トプカプ宮殿 バーダット・キョシュキュ Bağdat Köşkü


そして第4の中庭最奥部にあるのが

第4庭園平面図 『イスタンブール歴史散歩』より
レワン・キョシュキュ(レワンは現アルメニアの首都エレヴァン) ➋通廊 ➌レワン・キョシュキュ前の水槽(池) ➍聖遺物室 ➎バーダット・キョシュキュ(バグダ-ド) ❻イフタリエ(小さな東屋) ➐皇子たちの割礼の間
イスタンブール トプカプ宮殿第4庭園平面図 イスタンブール歴史散歩より


バーダット・キョシュキュ Bağdat Köşkü
建設年:1639年 建設者: ムラト四世 建築家:ミマール・カスム・アー
『トルコ・イスラム建築紀行』は、1638年の戦役でバグダットを獲得した記念として建てた瀟洒な小亭。レワン・キョシュキュ(1635)に酷似しているが、少し大きい。外壁や内壁を飾った大理石や装飾タイルが美しい。壁は組積造だが、天井ドームは木造という。
ドームやタイル、ソファなどはこちら


平面図
①入口 ②ソファ ③テラス
トプカプ宮殿 レワン・キョシュキュ平面図 トルコ・イスラム建築紀行より


レワン・キョシュキュに似ているが、一階の窓の間が大理石の細長い柱に黒いラインを付けたり、別の色大理石の中に入れたりしているくらいだろうか。

暖炉と②ソファのあるアルコーヴ

ソファの上に玉座が置かれている。

窓は塞がれているが、螺鈿が外からの光を通しているようで明るい。
説明パネルは、マフムード二世(在位1808-39)の玉座は、パリの王室御用達の家具職人シャルル・ジョゼフ・ルマルシャンにオスマン朝の好みに合わせてつくらせたという。


その上のステンドグラスと天井

文様は大雑把だが、このキョシュキュ(日本ではどういうわけかキオスクというJRの売店になってしまった)に似合っている。ガラスには鱗状の凹凸があるものも。

アルコーヴの天井には雲文?龍?


窓の間にはサズ様式のタイルパネル

他にも同じデザインのタイルパネルがあって、割礼の間外壁にあったシャクルが確立したサズ様式のタイルパネルにあった麒麟は描かれなくなり、それに変わってモスクランプが描かれている。
シャクルの描いたサズ様式の植物には躍動感があるが、時代が下がると鳥も葉文様も左右反転させたものを積み重ねたようなパターンになってしまった。

繁茂するサズの中にはやはり鳥がいる。


下部にモスクランプが置かれていること、ランプから数種の草花が出たり垂れたりする様子などは割礼の間外壁左の壁面の図に似ている。


鼈甲と螺鈿細工三昧

両開きの扉は窓用

鼈甲と螺鈿細工については後日


柱廊に出て遠くを眺めると、

左手に İstanbul Erkek Lisesi という高校の立派な建物が見えた。

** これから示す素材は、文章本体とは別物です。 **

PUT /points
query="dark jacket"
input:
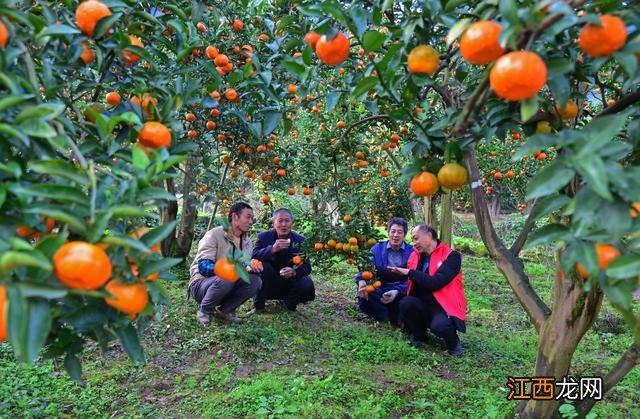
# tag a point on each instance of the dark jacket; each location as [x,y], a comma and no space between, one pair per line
[262,252]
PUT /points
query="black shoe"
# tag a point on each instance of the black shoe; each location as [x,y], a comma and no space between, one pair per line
[416,343]
[456,350]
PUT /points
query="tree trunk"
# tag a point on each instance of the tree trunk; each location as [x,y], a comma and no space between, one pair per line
[167,215]
[189,211]
[572,315]
[446,220]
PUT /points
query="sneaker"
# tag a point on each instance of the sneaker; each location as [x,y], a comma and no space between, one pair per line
[203,318]
[456,350]
[229,317]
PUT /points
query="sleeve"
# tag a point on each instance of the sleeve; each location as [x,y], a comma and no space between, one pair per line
[445,273]
[261,250]
[206,267]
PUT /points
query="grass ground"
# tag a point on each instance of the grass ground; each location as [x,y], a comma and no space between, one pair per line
[325,360]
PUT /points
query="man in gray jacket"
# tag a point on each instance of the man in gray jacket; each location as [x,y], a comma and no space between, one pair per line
[214,295]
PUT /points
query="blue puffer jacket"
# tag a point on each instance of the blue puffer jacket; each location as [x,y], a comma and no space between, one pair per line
[390,280]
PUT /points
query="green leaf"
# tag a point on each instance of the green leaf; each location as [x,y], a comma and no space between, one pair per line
[549,204]
[372,41]
[548,233]
[158,266]
[364,86]
[59,168]
[457,29]
[549,180]
[593,170]
[528,108]
[13,100]
[626,266]
[58,29]
[128,336]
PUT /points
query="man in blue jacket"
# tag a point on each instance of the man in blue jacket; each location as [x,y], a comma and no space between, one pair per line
[382,304]
[281,278]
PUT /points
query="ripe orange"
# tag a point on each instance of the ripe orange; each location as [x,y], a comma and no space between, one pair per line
[606,254]
[82,265]
[4,35]
[237,25]
[88,13]
[424,184]
[569,111]
[333,51]
[154,135]
[129,57]
[312,38]
[518,75]
[603,41]
[224,269]
[452,176]
[479,43]
[128,298]
[423,59]
[87,54]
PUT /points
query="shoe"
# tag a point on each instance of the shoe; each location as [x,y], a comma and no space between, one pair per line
[203,318]
[229,317]
[416,343]
[456,350]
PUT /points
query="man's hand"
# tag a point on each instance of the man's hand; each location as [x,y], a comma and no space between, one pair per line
[389,296]
[280,244]
[287,272]
[362,292]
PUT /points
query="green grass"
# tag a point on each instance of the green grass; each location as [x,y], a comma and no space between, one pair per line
[325,360]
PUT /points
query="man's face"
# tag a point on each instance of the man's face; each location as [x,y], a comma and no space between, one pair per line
[422,241]
[282,224]
[244,220]
[396,235]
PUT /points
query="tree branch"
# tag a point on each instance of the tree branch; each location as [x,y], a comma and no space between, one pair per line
[524,234]
[511,268]
[626,363]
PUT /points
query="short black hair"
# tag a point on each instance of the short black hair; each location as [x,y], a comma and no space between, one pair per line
[398,221]
[282,209]
[237,208]
[426,228]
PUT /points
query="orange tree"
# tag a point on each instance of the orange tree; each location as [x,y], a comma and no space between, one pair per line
[541,65]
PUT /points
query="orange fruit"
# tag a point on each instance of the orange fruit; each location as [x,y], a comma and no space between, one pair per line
[569,111]
[312,39]
[452,176]
[237,25]
[87,54]
[518,75]
[424,184]
[333,51]
[129,57]
[82,265]
[113,98]
[128,298]
[3,313]
[602,41]
[423,59]
[224,269]
[88,13]
[4,35]
[154,135]
[606,254]
[479,43]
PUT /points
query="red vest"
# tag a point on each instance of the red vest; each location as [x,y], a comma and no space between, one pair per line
[451,296]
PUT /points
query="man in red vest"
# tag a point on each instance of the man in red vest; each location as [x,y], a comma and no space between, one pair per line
[435,294]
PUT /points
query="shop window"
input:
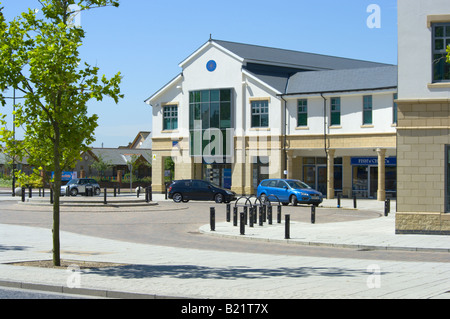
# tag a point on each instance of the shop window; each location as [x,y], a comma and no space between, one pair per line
[170,117]
[441,40]
[210,121]
[336,111]
[302,112]
[367,109]
[260,113]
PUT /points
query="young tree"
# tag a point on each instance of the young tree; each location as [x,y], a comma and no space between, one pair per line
[40,58]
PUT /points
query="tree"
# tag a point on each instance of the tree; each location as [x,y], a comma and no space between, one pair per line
[40,58]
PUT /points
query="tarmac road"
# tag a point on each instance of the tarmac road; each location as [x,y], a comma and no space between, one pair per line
[177,225]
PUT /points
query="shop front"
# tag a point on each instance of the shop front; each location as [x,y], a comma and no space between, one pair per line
[365,177]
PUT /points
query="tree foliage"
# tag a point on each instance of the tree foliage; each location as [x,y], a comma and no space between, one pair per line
[40,58]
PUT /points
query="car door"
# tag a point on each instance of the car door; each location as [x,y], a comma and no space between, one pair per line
[283,191]
[200,190]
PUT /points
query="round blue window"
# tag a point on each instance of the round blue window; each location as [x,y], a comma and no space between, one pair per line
[211,65]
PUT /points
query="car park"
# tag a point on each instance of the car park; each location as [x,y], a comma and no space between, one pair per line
[288,191]
[194,189]
[80,186]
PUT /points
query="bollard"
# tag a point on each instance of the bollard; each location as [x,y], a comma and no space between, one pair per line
[279,214]
[212,218]
[387,205]
[286,227]
[245,214]
[269,214]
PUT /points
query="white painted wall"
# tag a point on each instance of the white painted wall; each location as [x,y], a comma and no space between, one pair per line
[415,48]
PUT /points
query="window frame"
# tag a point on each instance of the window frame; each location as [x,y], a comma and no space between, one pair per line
[303,112]
[261,111]
[367,107]
[333,101]
[172,118]
[446,38]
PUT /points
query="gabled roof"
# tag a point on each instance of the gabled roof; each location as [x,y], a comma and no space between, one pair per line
[377,78]
[294,59]
[114,156]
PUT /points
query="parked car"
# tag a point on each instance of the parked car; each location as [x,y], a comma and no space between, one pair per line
[187,189]
[289,191]
[79,185]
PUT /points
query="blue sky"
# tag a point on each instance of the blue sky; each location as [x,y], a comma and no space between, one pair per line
[146,39]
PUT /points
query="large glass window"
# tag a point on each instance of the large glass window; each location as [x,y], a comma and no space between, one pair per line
[170,117]
[441,39]
[210,122]
[260,113]
[302,112]
[367,109]
[336,111]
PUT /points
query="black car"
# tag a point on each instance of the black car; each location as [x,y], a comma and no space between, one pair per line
[195,189]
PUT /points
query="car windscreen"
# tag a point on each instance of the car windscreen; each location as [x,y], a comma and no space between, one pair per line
[298,185]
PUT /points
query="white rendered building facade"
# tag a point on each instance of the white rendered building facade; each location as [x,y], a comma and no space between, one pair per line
[240,113]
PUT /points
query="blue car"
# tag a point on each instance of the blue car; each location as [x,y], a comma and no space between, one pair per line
[288,191]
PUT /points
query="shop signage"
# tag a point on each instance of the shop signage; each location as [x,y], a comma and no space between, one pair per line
[368,161]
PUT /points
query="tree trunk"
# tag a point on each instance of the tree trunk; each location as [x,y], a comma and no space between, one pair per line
[56,195]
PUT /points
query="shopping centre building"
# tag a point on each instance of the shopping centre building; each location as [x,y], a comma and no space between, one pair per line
[423,132]
[239,113]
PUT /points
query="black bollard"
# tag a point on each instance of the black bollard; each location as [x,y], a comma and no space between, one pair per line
[212,218]
[279,214]
[242,223]
[287,227]
[269,214]
[245,214]
[387,205]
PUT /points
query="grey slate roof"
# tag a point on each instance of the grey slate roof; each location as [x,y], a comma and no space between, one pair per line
[113,156]
[295,59]
[343,80]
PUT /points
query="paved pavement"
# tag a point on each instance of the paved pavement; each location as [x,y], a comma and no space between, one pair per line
[156,272]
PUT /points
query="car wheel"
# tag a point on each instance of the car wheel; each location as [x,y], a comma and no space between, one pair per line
[294,200]
[177,198]
[218,198]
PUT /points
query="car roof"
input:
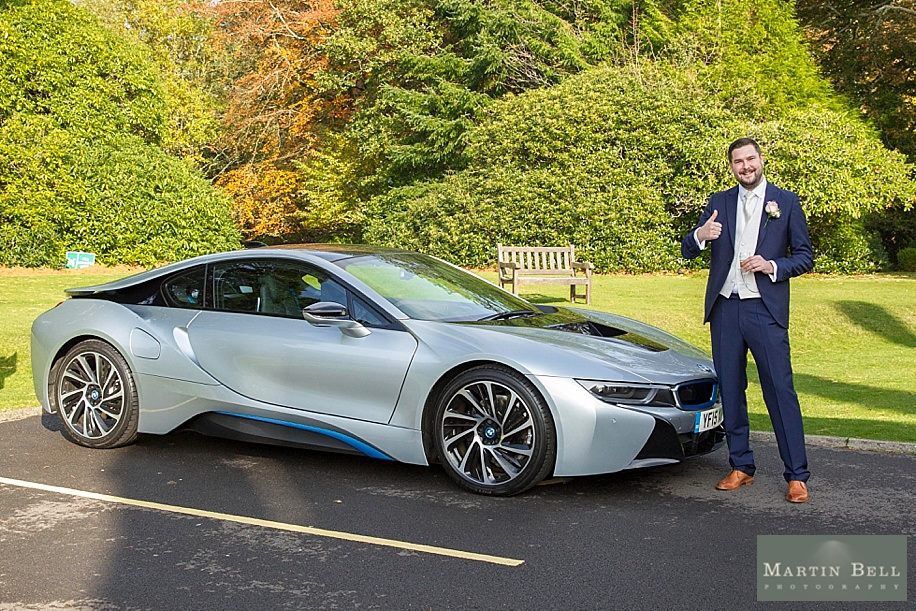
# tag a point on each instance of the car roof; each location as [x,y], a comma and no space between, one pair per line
[327,252]
[332,252]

スレイマニエジャーミイとその複合施設、メドレセ、それにスレイマンとヒュッレムの墓廟まで見えた。右向こうの立派なモスクはファーティフジャーミィだろう。

金角湾に目を移すとガラタ橋とフェリーターミナル

下には二段の庭、その下の森はギュルハネ公園 Gülhane Parkı

聖遺物室と割礼の間、そして金色の屋根のイフタリエ



イフタリエ(小さな東屋)
『イスタンブール歴史散歩』は、テラスの端に、金色屋根を持った、イフタリエと呼ばれる愛らしい東屋がある。スルタン・イブラヒム(在位1640-48)が建てたものだという。

イフタリエそのものには入れないので傍から眺める。

前回よりも修復の養生が本格的になったガラタ塔と新しく開発されたおしゃれなガラタポート

真下にはイチジク庭園

この日も時間に制約があり、二つのキョシュキュから各方面の景色をゆっくり堪能できなかった。